Mr. Blinken, who began his trip Saturday by meeting with Turkish and Greek leaders in Istanbul and Crete, spent time Sunday visiting the World Food Program’s Regional Coordination warehouse in Amman.

The facility has emerged as a central hub for packing trucks with aid to be delivered to Gaza through the Rafah and Kerem Shalom crossings. During his visit, the secretary of state commended the work of the WFP and other UN agencies as well as the government of Jordan to get assistance into Gaza.

“The efforts right here to collect and distribute food to people in need are absolutely essential,” Mr. Blinken said, according to the AP. “The United States has worked from day one to open access routes into Gaza.”

“We continue to work on that every single day, not only to open them but to multiply them, to maximize them and to try to get more assistance, more effectively,” Mr. Blinken said. “We’re determined to do everything we possibly can to ameliorate the situation for the men, women and children in Gaza.”

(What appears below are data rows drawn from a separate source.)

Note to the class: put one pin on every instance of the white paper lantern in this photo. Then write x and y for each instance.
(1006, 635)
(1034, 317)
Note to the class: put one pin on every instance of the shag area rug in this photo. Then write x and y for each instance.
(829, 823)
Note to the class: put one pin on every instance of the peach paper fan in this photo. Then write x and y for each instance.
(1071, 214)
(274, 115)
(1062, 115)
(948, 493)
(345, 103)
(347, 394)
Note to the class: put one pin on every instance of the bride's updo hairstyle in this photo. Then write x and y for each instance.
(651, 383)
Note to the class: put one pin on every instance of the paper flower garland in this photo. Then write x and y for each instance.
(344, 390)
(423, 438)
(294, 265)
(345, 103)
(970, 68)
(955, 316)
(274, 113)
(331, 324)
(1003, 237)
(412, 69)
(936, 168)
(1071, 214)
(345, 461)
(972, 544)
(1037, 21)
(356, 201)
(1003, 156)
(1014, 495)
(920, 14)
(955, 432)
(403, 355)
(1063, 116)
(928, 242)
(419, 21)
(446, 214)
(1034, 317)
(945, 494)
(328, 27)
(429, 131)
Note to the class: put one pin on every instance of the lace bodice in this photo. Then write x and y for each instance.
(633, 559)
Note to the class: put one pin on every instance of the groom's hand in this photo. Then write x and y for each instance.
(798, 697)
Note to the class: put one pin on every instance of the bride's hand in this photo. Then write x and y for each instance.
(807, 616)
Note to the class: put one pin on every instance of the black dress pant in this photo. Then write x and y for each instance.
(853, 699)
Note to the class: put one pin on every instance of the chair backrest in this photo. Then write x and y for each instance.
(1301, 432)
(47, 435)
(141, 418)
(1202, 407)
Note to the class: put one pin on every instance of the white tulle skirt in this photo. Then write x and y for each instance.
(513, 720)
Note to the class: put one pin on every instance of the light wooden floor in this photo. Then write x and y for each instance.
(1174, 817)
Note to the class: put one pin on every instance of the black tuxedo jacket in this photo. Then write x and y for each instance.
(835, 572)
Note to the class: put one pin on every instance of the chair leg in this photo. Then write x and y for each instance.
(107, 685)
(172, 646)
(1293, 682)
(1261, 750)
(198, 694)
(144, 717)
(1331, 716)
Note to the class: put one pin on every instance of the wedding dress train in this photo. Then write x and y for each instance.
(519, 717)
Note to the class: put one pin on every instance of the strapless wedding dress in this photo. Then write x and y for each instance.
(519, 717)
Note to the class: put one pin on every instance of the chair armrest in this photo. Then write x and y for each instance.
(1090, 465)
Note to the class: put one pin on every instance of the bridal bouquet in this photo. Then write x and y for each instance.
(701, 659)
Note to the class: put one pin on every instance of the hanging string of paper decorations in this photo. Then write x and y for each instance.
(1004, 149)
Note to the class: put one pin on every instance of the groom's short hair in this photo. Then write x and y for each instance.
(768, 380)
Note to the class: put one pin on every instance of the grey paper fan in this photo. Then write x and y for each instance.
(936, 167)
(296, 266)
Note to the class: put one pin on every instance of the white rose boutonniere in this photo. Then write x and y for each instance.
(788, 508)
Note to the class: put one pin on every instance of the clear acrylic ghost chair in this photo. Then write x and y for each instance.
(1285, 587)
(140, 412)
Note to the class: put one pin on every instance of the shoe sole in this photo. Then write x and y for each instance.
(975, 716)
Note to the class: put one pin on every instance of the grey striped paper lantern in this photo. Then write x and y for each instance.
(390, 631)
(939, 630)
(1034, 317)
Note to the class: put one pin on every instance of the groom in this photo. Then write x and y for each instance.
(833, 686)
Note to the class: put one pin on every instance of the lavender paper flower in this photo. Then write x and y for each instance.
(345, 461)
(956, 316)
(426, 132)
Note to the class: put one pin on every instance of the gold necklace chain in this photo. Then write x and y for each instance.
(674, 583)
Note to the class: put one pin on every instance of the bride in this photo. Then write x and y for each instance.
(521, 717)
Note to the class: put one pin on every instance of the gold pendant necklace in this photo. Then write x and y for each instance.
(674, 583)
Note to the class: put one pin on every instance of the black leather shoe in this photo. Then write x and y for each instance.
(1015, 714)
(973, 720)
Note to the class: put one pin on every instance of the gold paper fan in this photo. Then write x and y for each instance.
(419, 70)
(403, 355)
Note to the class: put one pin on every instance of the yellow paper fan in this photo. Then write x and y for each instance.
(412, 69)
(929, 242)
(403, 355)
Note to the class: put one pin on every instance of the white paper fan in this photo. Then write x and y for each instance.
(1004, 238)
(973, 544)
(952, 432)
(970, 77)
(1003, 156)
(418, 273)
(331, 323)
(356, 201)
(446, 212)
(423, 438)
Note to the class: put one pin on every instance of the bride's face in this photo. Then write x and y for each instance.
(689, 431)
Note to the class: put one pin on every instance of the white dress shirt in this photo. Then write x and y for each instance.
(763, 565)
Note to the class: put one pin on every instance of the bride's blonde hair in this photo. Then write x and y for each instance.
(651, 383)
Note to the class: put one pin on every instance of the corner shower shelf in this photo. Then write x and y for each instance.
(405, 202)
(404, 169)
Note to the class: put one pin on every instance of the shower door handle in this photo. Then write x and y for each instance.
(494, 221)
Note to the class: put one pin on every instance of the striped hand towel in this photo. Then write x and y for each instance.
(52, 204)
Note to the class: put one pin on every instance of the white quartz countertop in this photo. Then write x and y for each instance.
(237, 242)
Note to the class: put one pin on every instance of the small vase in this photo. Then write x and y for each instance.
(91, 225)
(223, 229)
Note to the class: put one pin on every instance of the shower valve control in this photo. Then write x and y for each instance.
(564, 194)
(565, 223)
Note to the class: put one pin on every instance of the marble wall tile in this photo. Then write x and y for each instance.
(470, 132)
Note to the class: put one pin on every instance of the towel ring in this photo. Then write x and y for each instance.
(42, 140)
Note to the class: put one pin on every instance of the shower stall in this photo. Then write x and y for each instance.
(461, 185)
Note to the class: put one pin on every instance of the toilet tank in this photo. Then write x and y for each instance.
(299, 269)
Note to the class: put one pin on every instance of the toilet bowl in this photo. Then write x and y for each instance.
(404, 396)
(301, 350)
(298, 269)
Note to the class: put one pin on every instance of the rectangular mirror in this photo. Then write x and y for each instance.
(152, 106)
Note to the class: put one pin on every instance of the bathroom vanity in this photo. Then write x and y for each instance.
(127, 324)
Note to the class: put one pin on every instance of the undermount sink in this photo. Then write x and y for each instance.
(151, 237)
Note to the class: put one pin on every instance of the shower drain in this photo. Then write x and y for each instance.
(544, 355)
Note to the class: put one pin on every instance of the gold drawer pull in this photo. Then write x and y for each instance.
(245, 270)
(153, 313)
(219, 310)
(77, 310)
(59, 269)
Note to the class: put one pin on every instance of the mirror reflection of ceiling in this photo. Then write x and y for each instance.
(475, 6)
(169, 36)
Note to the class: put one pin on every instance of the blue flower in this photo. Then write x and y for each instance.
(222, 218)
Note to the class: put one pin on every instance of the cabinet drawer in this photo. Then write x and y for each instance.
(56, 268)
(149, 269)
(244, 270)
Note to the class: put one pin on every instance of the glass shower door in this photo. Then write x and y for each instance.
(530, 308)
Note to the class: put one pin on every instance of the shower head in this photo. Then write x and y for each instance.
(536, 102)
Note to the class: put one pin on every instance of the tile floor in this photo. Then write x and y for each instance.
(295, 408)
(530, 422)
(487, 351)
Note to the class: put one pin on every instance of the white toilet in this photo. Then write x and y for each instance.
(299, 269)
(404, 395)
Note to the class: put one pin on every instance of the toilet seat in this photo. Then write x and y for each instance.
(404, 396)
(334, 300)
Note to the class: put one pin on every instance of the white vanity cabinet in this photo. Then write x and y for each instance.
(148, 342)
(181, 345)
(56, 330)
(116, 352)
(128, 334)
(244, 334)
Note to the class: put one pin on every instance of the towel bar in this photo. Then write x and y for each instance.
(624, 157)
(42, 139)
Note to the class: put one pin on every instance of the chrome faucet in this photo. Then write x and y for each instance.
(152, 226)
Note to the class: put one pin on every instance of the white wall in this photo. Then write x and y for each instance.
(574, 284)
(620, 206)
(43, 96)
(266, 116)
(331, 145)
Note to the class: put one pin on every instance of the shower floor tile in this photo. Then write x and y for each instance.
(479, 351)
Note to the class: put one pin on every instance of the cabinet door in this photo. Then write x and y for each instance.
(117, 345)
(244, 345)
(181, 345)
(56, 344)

Still, the rate of trucks entering has not risen significantly. This week, an average of around 120 trucks a day entered through Rafah and Kerem Shalom, according to U.N. figures, far below the 500 trucks of goods going in daily before the war and far below what aid groups say is needed.

Almost the entire population of 2.3 million depends on the trucks coming across the border for their survival. One in four Palestinians in Gaza is starving, and the rest face crisis levels of hunger, according to the U.N.

• This article is based in part on wire service reports.